25 Easy #2
She opened her eyes to a well-organized library, still able to feel the grip of his hands around hers. She had no hope of leaving his head until he let her go.
Cursing roundly, she took in the library.
After months on the job, she’d learned that they were the most common unconscious structure that people chose for their memories.
Endless oak shelves labeled by letter and topic stretched out ahead.
Noceo had lived quite a life. Perusing the stacks of books, she walked toward a series of shelves of topics beginning with the letter W “Whitesleep.”
She opened the first volume.
Her surroundings reshaped and re-formed into a cramped but well-furnished bedroom. She was outside Noceo’s perspective in the memory just as she had been with the farmer. Whoever this god was, they seemed to affect the unconscious realms immensely, down to warping her abilities.
A large, austerely built bed of mahogany, pristine but for the carving of a wolf on one of the posts, occupied much of the space.
Gray sunlight streamed through barred windows and spread fingers over an ebony writing desk, washbasin, and a wardrobe stocked with silver robes that would have fit an adolescent.
Fire crackled in the hearth. Despite the decidedly grim stamp of the room’s layout and the cut of its furniture, everything was of the finest quality.
Several pieces sported the geometric patterns that had been ubiquitous during the monarchy’s time.
A smile broke over her face at the adolescent boy hunched over a mortar and pestle, grinding the distinctive yellow venom sacs of boil beetles to dust. A series of vials and powders littered his desk.
Behind Kadra, Noceo lounged on the bed and made notations on his scroll, spilling ink onto Kadra’s sheets.
The scene was so wholly comfortable that it hurt.
“It won’t work,” Noceo insisted as Kadra continued to mash the beetles, adding small quantities of leaves to the mortar.
“Hmm,” was Kadra’s only response. Like his half brother, he hadn’t yet grown into his features. The strong nose and stern mouth that would harden as he matured gave him the look of a very serious hawk at this younger age.

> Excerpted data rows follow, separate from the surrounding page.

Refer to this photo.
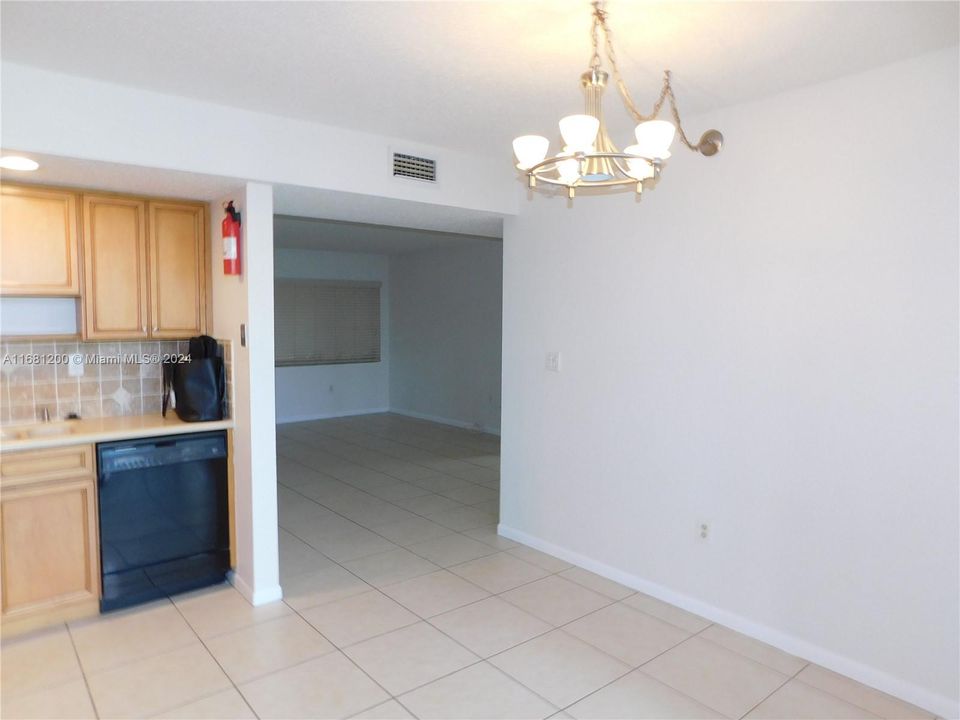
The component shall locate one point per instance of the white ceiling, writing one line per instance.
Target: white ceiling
(467, 75)
(351, 222)
(312, 234)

His fingers slipped on the pestle. It clattered to the ground.
He gave it a look of consternation before turning to the blazeleaf roll he’d left smoking on a nearby plate.
Her jaw dropped when he took several deep draws, blowing a ring at the ceiling.
So, it was blazeleaf before you turned to alcohol.
Noceo leaned over the edge of the bed and picked up the pestle. “Overdid it?”
“A little,” Kadra admitted.
His half brother cautiously sniffed the pestle. “What kind of drug is it for to you to pound away at it for so long? Hallucinogen?”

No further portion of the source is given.